Queste alcune dichiarazioni del primo cittadino Giuseppe Buzzanca anche lui componente della “squadra” che nei prossimi mesi coordinerà lavori e interventi: “Sulla scelta di Lombardo non ho molto da dire, per me non è un problema di nomi o cognomi, ma solo di sostanza. In questo momento la cosa più importante è cercare di agire in modo coordinato ed efficace”. Forse inaspettata la nomina di Lombardo come commissario straordinario, alla luce delle dichiarazioni rilasciate qualche giorno fa in conferenza tenuta dal Ministro dell’Ambiente Stefania Prestigiacomo che ha avanzato notevoli perplessità sulla gestione, da parte della regione, dei fondi da impiegare per frenare il dissesto idrogeologico del territorio. Interrogata su questo il ministro ha così risposto: “Ricordiamo innanzitutto che le responsabilità sono anche dei precedenti governi regionali, a ciò si aggiunge il fatto che in situazioni di questo tipo sulla base della procedure da seguire è necessario affidare il coordinamento a chi può avere una migliore conoscenza dei territori”.

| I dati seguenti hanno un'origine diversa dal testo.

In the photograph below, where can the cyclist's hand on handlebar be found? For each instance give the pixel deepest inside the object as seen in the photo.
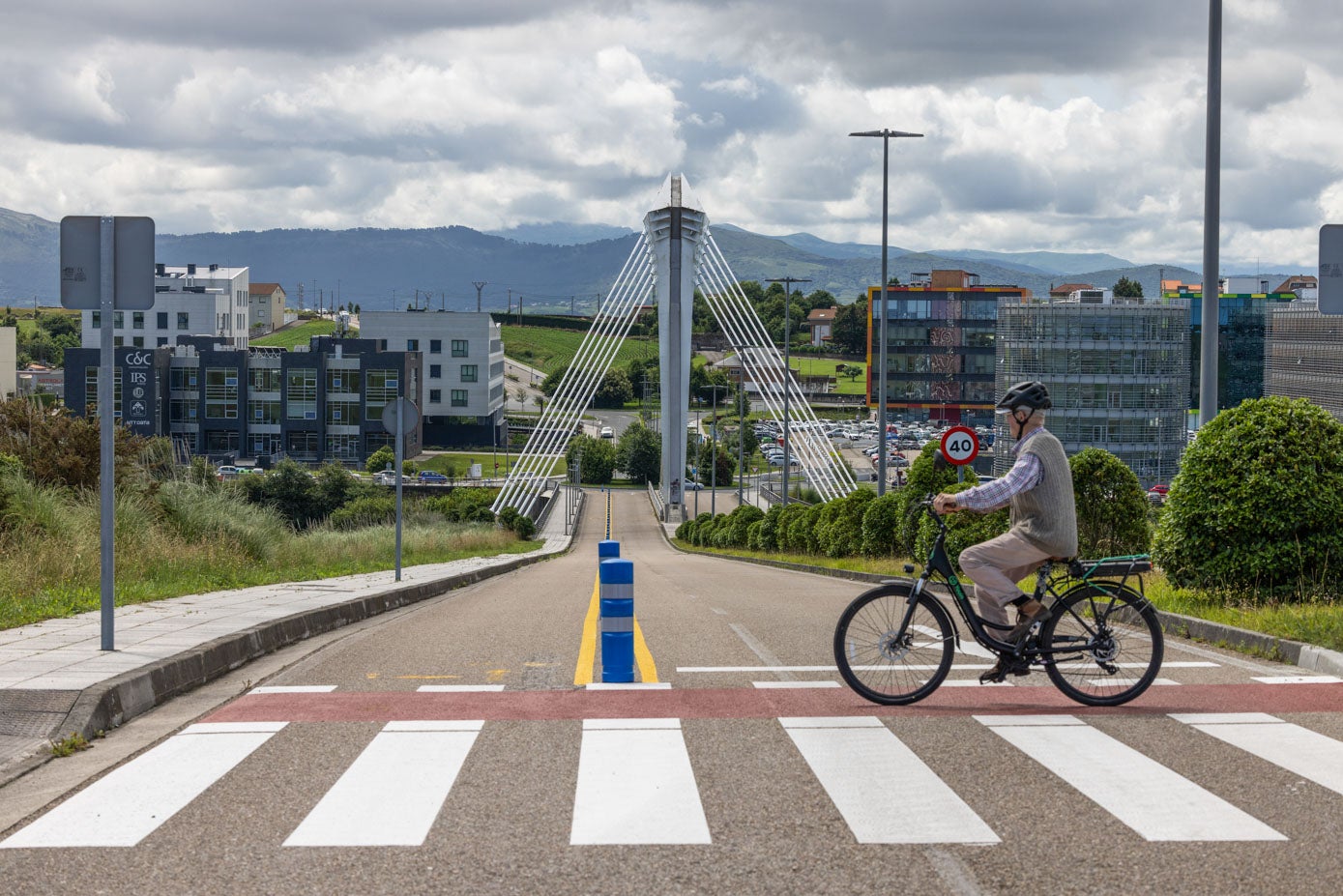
(945, 504)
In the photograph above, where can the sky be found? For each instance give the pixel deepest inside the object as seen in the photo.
(1063, 125)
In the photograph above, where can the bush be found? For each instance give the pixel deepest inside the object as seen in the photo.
(1111, 506)
(1257, 503)
(881, 521)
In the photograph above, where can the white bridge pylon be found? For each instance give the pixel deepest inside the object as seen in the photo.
(674, 255)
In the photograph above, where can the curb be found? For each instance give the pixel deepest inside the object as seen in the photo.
(111, 703)
(1305, 655)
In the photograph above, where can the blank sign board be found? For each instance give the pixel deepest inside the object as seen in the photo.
(1331, 269)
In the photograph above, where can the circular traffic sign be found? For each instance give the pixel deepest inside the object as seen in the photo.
(959, 445)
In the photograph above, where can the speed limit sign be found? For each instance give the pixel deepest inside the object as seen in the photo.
(959, 445)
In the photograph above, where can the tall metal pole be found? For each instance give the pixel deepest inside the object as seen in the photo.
(107, 430)
(1212, 217)
(886, 133)
(787, 372)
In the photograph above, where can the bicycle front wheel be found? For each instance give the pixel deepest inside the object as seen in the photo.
(890, 662)
(1105, 641)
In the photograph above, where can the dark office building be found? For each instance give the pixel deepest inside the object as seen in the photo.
(939, 347)
(314, 406)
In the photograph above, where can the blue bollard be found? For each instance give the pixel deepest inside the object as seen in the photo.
(617, 602)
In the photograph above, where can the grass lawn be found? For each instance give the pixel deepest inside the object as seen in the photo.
(297, 334)
(548, 348)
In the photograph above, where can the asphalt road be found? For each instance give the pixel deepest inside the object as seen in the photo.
(735, 779)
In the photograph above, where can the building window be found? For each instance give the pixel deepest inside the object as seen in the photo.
(301, 393)
(221, 392)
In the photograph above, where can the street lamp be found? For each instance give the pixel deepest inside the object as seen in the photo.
(714, 450)
(787, 374)
(886, 133)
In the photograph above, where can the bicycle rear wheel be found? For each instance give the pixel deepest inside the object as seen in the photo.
(886, 662)
(1108, 641)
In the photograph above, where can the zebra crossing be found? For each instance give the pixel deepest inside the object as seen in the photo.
(637, 785)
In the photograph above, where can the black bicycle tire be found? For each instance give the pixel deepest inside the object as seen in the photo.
(1134, 602)
(901, 593)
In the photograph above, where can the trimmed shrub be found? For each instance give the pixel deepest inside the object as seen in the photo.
(1111, 506)
(1257, 503)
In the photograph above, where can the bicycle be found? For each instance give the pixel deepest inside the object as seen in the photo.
(894, 644)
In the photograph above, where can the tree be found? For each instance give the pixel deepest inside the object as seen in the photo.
(1255, 508)
(639, 454)
(1128, 289)
(614, 391)
(1111, 506)
(598, 458)
(849, 332)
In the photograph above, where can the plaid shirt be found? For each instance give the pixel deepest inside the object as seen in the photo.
(1024, 476)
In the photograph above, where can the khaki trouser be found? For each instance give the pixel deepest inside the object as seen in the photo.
(997, 565)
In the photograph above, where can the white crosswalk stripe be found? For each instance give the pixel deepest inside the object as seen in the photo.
(131, 802)
(1146, 795)
(394, 790)
(1299, 750)
(635, 783)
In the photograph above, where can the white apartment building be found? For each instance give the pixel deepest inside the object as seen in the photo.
(462, 378)
(190, 300)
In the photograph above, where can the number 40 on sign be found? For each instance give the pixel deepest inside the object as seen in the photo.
(959, 445)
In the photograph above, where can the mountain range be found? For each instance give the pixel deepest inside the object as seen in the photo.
(551, 266)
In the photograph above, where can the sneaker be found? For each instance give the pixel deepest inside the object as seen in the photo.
(1028, 614)
(1007, 665)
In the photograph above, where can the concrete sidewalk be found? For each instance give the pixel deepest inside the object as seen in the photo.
(55, 679)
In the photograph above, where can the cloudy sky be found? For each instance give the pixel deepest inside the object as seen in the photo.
(1067, 125)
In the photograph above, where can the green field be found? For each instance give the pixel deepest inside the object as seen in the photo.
(297, 334)
(548, 350)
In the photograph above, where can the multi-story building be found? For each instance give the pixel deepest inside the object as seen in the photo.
(190, 300)
(1303, 354)
(939, 347)
(1240, 338)
(266, 307)
(463, 371)
(316, 405)
(1116, 372)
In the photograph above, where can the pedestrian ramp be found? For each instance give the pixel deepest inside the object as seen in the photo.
(635, 782)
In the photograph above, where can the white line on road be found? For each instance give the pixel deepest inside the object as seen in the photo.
(884, 792)
(1299, 750)
(131, 802)
(635, 785)
(1139, 792)
(393, 792)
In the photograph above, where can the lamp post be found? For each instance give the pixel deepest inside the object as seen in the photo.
(787, 374)
(886, 133)
(714, 451)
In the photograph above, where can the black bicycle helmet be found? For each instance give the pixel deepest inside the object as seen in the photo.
(1026, 393)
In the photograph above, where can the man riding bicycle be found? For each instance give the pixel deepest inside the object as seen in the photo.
(1043, 520)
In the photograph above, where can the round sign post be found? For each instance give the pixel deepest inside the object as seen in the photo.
(960, 447)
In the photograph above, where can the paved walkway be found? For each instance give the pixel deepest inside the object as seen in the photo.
(55, 679)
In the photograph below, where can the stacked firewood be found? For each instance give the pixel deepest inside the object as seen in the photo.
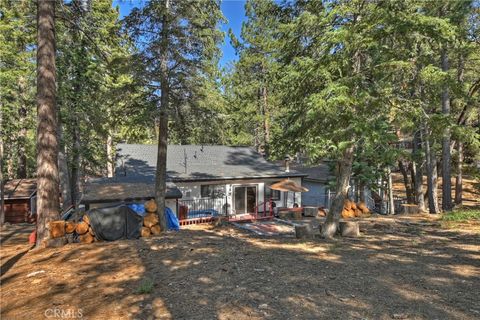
(150, 221)
(352, 209)
(61, 228)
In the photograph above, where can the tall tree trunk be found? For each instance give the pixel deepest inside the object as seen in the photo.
(406, 181)
(22, 134)
(76, 162)
(2, 194)
(161, 174)
(63, 168)
(459, 177)
(446, 155)
(419, 169)
(431, 177)
(47, 146)
(110, 155)
(266, 121)
(391, 201)
(343, 178)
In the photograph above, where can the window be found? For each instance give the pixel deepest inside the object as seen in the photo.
(212, 190)
(271, 194)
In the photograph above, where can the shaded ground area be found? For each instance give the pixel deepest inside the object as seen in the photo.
(401, 268)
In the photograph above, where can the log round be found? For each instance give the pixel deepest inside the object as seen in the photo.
(70, 226)
(57, 229)
(151, 206)
(81, 228)
(304, 231)
(150, 220)
(155, 230)
(349, 229)
(86, 219)
(86, 238)
(145, 232)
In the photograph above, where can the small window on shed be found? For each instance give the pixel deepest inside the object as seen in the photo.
(213, 190)
(271, 194)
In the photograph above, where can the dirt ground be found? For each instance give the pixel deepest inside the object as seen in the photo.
(400, 268)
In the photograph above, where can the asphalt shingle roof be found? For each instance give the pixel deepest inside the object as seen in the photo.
(195, 162)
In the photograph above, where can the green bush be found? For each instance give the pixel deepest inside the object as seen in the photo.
(462, 215)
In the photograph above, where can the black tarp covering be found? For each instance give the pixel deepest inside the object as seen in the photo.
(115, 223)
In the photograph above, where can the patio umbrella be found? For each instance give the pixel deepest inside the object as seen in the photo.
(288, 185)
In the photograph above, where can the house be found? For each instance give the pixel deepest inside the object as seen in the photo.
(213, 179)
(316, 181)
(20, 200)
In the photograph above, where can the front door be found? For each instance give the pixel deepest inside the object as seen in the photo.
(245, 199)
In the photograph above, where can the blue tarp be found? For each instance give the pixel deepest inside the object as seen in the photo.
(172, 221)
(138, 208)
(202, 213)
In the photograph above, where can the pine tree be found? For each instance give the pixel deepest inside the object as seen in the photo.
(177, 48)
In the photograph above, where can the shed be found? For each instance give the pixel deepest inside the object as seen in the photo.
(20, 200)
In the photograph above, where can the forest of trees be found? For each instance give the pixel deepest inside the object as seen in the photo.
(337, 80)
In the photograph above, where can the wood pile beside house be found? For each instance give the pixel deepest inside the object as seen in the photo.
(352, 209)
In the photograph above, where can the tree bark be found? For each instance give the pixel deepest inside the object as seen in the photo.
(419, 169)
(406, 181)
(391, 202)
(446, 155)
(63, 168)
(459, 177)
(22, 134)
(110, 155)
(431, 177)
(266, 122)
(2, 194)
(76, 162)
(47, 145)
(161, 173)
(343, 178)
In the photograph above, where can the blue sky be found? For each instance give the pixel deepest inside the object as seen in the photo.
(233, 10)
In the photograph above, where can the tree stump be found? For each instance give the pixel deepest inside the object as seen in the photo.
(349, 229)
(151, 206)
(310, 211)
(82, 228)
(70, 226)
(410, 209)
(304, 231)
(156, 230)
(150, 220)
(145, 232)
(57, 229)
(86, 238)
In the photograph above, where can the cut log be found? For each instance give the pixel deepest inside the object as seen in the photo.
(358, 212)
(310, 211)
(81, 228)
(151, 206)
(304, 231)
(349, 229)
(86, 238)
(156, 230)
(150, 220)
(70, 226)
(362, 206)
(145, 232)
(346, 214)
(410, 208)
(347, 205)
(322, 212)
(57, 229)
(86, 219)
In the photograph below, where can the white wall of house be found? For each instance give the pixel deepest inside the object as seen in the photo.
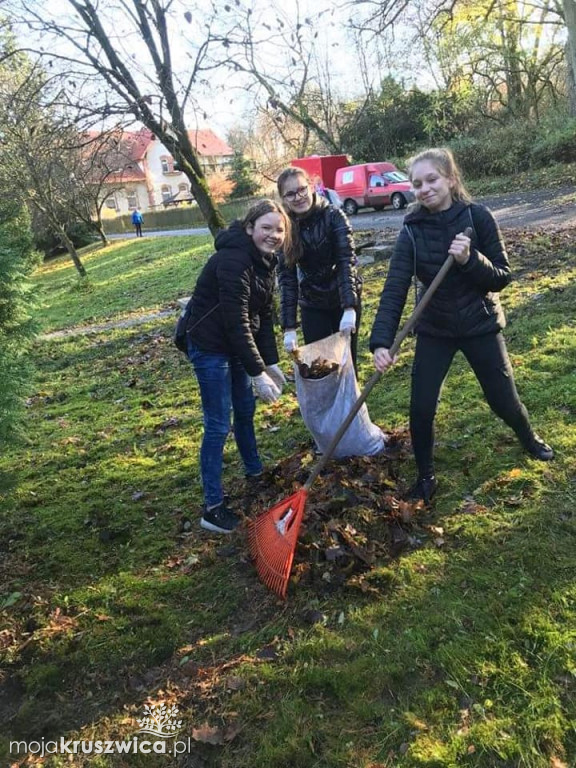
(126, 199)
(164, 181)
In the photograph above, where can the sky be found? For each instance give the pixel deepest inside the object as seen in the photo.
(224, 104)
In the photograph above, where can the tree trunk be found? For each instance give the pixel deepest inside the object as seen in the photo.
(69, 245)
(569, 7)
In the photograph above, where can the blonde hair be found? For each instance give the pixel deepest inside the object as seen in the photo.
(261, 208)
(443, 160)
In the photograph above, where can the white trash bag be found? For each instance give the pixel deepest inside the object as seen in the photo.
(325, 403)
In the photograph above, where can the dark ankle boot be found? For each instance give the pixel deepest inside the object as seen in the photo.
(537, 448)
(423, 489)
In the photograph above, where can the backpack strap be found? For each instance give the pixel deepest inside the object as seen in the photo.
(414, 278)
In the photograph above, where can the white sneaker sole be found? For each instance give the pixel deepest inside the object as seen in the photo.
(214, 528)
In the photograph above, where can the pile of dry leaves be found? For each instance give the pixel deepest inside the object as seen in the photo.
(355, 514)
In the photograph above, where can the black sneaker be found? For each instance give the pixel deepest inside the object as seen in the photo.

In merito invece alle rassicurazioni date dal presidente del consiglio sull’individuazione, a suo dire già avvenuta, di alcune aree dove potranno sorgere futuri quartieri dotati anche di centri commerciali in cui possano proseguire la loro attività i negozianti che hanno viste distrutte le proprie attività, si contrappongono le parole, ben più caute, del sindaco Buzzanca: “E’ necessario ricominciare altrove perché mettere in sicurezza quelle zone non è più possibile. Dopo aver consultato il Sic, il sistema informativa comunale, che permetterà di avere una mappatura completa del territorio, ci metteremo subito a lavoro per individuare delle aree da adibire alla ricostruzione”.